Strong RL

Action Spaces

Action Spaces (implemented in strong_rl.actions.actionspace.ActionSpace) define the possible set of actions that can be recommended to a target. At minimum, an action space will store and yield actions that represent possible actions for every target. However, in most cases, they will also have a .constrain() method that receives a target and removes certain actions from the action space so that the agent is restricted in its choice.

For example, we might define an action space of potential coupons to send:

class Coupon(Action):
    name = "Coupon"

    amount = DataField(FloatType(), False)

class CouponActionSpace(ActionSpace):
    actions = [
        (NullAction(),),
        (Coupon(amount=10),),
        (Coupon(amount=25),),
        (Coupon(amount=50),),
    ]

    def constrain(self, target):
        # restrict to coupons that are less than the target's lifetime revenue
        self.actions = [c for c in self.actions if c.null or c.amount < target.lifetime_revenue]

We have 4 potential actions that can be taken care: 3 coupons of increasing amounts or a NullAction() — i.e., not doing anything at all. (In Strong-RL, we specifically encode not doing something as doing nothing, see below).

Note that actions in action space are combined in tuples, allowing for the action space to yield “bundles” of actions that must be selected together. (In this case, each bundle has only a single action in it).

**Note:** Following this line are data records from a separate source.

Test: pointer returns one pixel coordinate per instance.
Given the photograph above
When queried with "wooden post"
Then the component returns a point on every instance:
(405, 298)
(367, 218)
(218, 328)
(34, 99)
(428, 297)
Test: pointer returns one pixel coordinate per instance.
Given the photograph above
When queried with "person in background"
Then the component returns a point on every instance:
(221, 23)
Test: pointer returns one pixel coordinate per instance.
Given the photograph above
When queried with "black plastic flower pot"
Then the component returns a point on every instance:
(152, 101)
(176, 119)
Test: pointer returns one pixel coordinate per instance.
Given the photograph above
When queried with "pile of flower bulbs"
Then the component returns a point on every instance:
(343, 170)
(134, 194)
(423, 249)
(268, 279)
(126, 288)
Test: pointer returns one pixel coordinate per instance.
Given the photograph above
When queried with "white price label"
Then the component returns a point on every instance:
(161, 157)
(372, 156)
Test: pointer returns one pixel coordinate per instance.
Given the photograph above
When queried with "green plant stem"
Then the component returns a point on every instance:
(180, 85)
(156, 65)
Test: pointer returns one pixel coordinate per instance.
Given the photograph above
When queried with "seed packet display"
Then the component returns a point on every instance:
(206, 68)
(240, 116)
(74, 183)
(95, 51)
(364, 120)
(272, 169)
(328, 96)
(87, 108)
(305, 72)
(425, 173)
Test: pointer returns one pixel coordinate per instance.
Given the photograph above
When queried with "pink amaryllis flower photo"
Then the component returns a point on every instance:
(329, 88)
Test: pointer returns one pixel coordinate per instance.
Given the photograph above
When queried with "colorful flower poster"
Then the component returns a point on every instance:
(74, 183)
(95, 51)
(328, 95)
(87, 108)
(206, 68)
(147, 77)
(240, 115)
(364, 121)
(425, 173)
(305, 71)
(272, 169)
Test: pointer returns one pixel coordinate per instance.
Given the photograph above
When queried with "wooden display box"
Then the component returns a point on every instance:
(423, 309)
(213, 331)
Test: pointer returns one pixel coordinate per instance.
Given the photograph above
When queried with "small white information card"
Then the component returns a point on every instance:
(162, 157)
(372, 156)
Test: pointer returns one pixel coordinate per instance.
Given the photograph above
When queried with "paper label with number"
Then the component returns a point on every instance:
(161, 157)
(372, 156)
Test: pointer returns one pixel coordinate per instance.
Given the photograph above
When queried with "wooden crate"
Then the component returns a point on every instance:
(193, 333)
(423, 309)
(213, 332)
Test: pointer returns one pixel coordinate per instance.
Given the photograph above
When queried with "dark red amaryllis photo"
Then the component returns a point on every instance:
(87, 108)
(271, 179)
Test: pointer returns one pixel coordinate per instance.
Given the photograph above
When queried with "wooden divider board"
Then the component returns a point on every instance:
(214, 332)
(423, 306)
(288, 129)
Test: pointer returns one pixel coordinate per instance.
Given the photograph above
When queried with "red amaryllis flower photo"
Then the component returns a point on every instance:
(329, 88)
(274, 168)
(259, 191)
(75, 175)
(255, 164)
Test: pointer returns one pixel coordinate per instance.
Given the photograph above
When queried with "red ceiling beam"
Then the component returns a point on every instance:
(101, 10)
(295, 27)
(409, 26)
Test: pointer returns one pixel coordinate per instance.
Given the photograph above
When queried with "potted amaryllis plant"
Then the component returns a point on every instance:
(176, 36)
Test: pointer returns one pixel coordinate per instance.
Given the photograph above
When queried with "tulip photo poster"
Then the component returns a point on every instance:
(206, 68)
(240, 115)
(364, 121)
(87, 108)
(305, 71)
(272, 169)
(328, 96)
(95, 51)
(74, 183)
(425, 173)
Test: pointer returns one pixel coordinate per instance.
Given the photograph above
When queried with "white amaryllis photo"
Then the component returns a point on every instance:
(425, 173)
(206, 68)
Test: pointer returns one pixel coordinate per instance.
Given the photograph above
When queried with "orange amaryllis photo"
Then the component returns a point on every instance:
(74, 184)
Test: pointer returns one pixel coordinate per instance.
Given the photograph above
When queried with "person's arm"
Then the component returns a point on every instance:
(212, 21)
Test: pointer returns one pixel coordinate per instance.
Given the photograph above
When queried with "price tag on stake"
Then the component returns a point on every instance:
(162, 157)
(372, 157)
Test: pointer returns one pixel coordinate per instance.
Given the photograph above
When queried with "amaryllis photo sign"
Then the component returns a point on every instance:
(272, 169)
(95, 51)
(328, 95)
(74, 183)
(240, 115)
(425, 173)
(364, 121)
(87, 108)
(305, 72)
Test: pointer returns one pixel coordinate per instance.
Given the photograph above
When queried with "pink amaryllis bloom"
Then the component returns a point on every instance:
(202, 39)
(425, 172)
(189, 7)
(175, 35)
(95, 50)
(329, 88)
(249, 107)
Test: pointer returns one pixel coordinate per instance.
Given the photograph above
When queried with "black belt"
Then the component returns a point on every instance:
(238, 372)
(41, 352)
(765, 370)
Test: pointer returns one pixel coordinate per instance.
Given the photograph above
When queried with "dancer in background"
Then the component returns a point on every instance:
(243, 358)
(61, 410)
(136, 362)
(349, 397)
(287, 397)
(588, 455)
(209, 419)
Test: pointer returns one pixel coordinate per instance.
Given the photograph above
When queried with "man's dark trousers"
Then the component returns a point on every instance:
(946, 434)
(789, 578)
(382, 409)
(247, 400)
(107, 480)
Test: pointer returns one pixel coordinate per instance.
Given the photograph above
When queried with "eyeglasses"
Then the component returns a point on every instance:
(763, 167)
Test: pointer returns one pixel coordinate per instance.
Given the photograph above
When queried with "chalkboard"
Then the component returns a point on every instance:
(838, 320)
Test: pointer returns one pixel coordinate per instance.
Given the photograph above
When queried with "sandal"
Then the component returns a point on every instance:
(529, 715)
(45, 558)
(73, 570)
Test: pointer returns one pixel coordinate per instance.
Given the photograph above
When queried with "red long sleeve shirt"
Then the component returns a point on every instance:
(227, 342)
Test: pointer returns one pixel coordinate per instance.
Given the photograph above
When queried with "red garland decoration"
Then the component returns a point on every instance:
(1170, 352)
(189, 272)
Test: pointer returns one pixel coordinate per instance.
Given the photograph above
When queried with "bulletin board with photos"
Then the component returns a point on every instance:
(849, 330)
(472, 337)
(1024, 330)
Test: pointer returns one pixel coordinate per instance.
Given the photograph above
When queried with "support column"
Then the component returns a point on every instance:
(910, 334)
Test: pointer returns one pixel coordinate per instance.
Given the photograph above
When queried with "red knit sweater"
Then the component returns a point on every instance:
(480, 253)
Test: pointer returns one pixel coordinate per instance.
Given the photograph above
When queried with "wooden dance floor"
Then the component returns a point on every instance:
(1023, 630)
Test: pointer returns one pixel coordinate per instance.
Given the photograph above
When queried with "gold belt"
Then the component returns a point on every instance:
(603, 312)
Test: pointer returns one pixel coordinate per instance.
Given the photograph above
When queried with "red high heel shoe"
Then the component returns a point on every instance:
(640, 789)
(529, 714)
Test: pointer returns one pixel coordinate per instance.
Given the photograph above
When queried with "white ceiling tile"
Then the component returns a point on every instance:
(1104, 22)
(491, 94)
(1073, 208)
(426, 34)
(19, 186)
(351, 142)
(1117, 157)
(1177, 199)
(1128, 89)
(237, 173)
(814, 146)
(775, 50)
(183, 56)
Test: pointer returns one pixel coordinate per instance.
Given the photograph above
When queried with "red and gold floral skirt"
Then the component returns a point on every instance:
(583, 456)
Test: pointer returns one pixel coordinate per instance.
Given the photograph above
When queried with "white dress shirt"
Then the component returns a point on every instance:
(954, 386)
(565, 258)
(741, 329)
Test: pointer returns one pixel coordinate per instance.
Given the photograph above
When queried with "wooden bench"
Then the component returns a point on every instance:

In this simple case, the action space is constrained based on a business rule that we don’t want to send a coupon to someone that is greater than their lifetime of spending with the company.

Actions

As can be seen above, actions inherit from the Action class (implemented in strong_rl.actions.action.Action) and specify the name of the action as well as the possible properties of the action in an action-specific schema.

Specific actions are instances of this class with values for those properties passed as kwargs. When written to the datalog, properties are written as JSON objects, so all properties must have JSON-serializable types (e.g., floats, integers, strings, lists, structs).

Null Actions

When an agent chooses to do nothing in Strong-RL, it explicitly records this decision by recommending a NullAction(). A null action does not have any properties. It simply says: we didn’t do anything.

We record null actions (as opposed to recording nothing at all) so we have an explicit record of each agent decision and, because in many real-world applications of reinforcement learning, we want to learn when doing nothing is actually the best thing to do.

Action Constraints

Action constraints are typically implemented via the action space (see the example above) and are a means of expanding or restricting the action space based on various business rules or other logic.

For simple constraints, it is typical to modify the action space using simple iteration and set logic in standard Python. However, in high-performance contexts with many constraints and a larger action space, this can cause performance issues. In these latter cases, we recommend conceptualizing the action space as a fixed-order, 1-dimensional numpy array where 1 represents a possible action and 0 represents an impossible action. Constraints can then mask certain indices on this vector via fast vector multiplication at significantly higher speeds in numpy than any standard Python data structures.